Recently I have encountered the following problem: I have a $2\times2$ digonalizable matrix of the following form: $A = \begin{pmatrix} a_{11} & a_{12} \\ -a_{12} & a_{22} \end{pmatrix}$, where $a_{k,l} \in \mathbb{C}$. Clearly, this matrix is not some random $2 \times 2$ matrix with complex entries, but has a certain symmetry $A_{12} = - A_{21}$. It is almost a complex skew-symmetric, except that diagonal entries are non-zero. Moreover, the matrix $A$ has left eigenvectors being not equal or somehow simply related to the right eigenvectors $\Big( \: \mathbf{v}^{(L,k)} \ne \left(\mathbf{v}^{(R,k)}\right)^T$, or $\mathbf{v}^{(L,k)} \ne \left(\mathbf{v}^{(R,k)}\right)^\dagger \Big)$, $k$ labels the eigenvectors, $T$ is transpose $^\dagger$ is Hermitian conjugated. So, left eigenvectors can only be constructed if one forms a transformation matrix that consists of right eigenvectors as its columns, inverts it, and then the rows of the result are the left- eigenvectors, namely: $$ S = \begin{pmatrix} \mathbf{v}^{(R,1)}, \mathbf{v}^{(R,2)} \end{pmatrix} , \quad \quad S^{-1} = \begin{pmatrix} \mathbf{v}^{(L,1)} \\ \mathbf{v}^{(R,2)} \end{pmatrix}.$$
Finally, my goal was to somehow alter the matrix $S$ such that right- and left- eigenvectors are somehow nicely related. In this regard, the only degree of freedom I have is normalization of right eigenvectors as they are defined up to a constant, so $S'=\begin{pmatrix} c_1\mathbf{v}^{(R,1)}, c_2\mathbf{v}^{(R,2)} \end{pmatrix}$, where $c_1, c_2 \in \mathbb{C}$. What I found through an observation is that by properly choosing $c_1, c_2$ I can have the following:
$$ S = \begin{pmatrix} v^{(R,1)}_1 & v^{(R,2)}_1 \\ v^{(R,1)}_2 & v^{(R,2)}_2 \end{pmatrix}, \quad S^{-1} = \begin{pmatrix} v^{(L,1)}_1 & v^{(L,2)}_1 \\ v^{(L,1)}_2 & v^{(L,2)}_2 \end{pmatrix} = \begin{pmatrix} v^{(R,1)}_1 & -v^{(R,1)}_2 \\ -v^{(R,1)}_1 & v^{(R,2)}_2 \end{pmatrix},$$ and, probably, this is the best thing I can have for such a matrix.

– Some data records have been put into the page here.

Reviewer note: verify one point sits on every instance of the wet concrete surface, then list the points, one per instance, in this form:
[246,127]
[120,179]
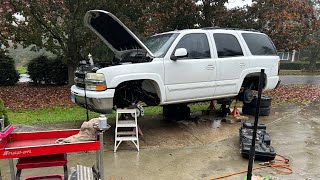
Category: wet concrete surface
[196,150]
[296,79]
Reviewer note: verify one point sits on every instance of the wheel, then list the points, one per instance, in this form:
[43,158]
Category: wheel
[176,111]
[265,102]
[252,110]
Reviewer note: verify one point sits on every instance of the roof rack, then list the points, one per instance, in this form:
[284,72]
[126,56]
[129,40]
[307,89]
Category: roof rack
[217,27]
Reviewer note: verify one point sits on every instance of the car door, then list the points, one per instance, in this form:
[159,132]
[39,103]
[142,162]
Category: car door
[190,78]
[230,63]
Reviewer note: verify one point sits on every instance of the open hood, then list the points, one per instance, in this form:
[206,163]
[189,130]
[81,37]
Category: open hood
[113,32]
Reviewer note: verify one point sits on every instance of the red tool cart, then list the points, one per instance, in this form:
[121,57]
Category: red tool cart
[39,149]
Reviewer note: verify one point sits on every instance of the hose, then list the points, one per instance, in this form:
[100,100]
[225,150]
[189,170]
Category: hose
[281,165]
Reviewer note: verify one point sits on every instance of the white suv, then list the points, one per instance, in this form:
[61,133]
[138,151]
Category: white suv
[176,67]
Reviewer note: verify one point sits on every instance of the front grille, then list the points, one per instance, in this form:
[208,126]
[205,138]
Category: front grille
[80,85]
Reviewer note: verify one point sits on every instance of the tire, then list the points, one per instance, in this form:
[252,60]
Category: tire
[264,103]
[169,111]
[246,96]
[249,110]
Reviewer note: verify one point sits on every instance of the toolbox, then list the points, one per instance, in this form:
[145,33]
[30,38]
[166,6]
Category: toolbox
[263,149]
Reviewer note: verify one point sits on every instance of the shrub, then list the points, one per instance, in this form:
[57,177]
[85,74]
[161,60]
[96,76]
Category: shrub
[8,73]
[48,71]
[3,112]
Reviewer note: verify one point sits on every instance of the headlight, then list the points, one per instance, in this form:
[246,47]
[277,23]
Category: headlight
[95,82]
[95,76]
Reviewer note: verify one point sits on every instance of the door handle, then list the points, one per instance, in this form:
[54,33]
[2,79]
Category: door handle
[210,67]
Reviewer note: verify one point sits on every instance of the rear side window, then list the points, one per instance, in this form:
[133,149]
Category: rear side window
[259,44]
[227,45]
[196,44]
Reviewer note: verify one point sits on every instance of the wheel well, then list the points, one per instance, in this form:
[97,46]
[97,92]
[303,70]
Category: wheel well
[134,91]
[252,80]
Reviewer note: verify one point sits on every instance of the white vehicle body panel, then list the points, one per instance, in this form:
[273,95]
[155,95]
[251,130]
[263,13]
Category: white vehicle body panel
[185,80]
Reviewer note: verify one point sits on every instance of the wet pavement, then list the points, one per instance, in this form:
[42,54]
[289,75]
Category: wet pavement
[197,150]
[295,79]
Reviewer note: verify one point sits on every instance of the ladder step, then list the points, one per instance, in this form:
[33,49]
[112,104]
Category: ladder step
[126,133]
[126,138]
[126,123]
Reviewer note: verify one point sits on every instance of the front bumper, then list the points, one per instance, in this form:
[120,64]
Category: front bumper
[100,102]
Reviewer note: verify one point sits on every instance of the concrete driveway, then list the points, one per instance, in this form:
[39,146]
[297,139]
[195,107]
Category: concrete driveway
[294,79]
[196,150]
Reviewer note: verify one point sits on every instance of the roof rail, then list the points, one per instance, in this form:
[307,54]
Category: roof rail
[217,27]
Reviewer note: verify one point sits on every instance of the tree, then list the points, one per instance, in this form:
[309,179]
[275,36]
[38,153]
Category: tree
[56,26]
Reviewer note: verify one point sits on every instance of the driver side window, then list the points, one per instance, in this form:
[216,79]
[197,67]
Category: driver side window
[197,46]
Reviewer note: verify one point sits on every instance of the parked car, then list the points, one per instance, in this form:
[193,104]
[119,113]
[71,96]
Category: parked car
[176,67]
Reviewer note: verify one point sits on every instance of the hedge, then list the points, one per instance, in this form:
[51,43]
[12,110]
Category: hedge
[298,65]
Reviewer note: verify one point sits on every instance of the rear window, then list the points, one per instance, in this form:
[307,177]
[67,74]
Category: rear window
[259,44]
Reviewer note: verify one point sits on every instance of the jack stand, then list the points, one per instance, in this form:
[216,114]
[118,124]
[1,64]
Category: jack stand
[211,108]
[235,112]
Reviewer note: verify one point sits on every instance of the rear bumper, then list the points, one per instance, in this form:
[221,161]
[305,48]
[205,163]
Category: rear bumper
[278,84]
[100,102]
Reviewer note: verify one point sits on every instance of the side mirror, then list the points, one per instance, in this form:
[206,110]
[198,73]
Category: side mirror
[179,53]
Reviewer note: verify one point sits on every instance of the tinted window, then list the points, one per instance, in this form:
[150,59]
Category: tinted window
[197,46]
[259,44]
[227,45]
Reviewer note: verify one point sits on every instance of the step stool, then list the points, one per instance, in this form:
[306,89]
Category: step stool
[126,135]
[42,161]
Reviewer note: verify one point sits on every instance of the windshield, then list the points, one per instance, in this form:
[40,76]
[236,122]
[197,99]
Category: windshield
[159,44]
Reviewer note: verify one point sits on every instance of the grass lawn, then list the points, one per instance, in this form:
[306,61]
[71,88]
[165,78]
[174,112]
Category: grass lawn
[298,72]
[22,70]
[67,114]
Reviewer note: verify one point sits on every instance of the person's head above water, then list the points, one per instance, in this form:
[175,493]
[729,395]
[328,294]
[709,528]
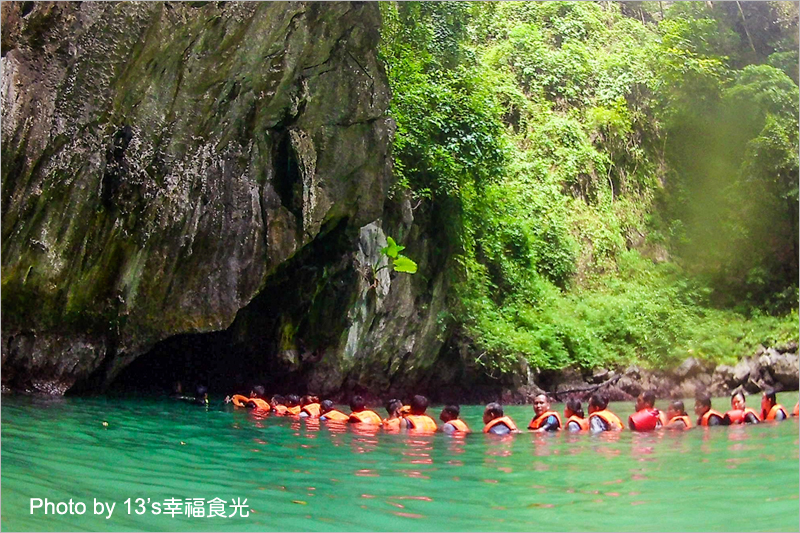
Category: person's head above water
[598,402]
[646,400]
[450,412]
[418,405]
[393,407]
[702,403]
[357,404]
[277,399]
[737,400]
[308,399]
[768,399]
[325,406]
[492,411]
[292,400]
[541,404]
[676,408]
[573,407]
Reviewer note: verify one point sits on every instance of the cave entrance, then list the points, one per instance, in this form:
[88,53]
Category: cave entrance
[210,359]
[273,341]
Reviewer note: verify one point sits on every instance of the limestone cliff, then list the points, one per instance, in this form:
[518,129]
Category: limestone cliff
[165,163]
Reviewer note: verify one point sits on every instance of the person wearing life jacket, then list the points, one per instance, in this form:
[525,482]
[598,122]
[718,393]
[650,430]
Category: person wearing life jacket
[600,418]
[495,422]
[770,408]
[293,406]
[278,405]
[309,406]
[392,423]
[646,417]
[706,416]
[417,421]
[573,412]
[740,413]
[360,414]
[545,419]
[240,400]
[677,417]
[452,424]
[327,412]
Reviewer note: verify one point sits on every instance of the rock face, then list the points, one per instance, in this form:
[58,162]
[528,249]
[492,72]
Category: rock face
[161,162]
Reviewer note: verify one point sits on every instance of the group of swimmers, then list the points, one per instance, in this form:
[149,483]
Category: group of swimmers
[413,416]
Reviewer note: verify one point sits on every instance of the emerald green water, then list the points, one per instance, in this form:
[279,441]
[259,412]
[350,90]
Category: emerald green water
[300,476]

However, I feel like inventing a bicycle here, mb it is some well-known property of matrices obeying $A_{ij}=-A_{ij}$ for $i \ne j$, and may be there is a more general statement for matrices of arbitrary size with this type of symmetry? Is it something well-known?
P.S. What I know is that for complex symmetric matrices of any size obeying $A_{ij} = A_{ji}$ it is possible to normalize the right eigenvectors such that the left eigenvectors are just transposed of the right ones, namely $\mathbf{v}^{(L,k)} = \left( \mathbf{v}^{(R,k)} \right)^T$ for any $k$. And the normalization constants should be chosen such that $\sum\limits_{l=1}^{N} \left( \mathbf{v}^{(R,k)}_l \right)^2 = 1$ (mind that no complex conjugation!). I found this statement without proof in some article on theoretical physics, and tested it numerically, it works! Gave P.S. just for a reference.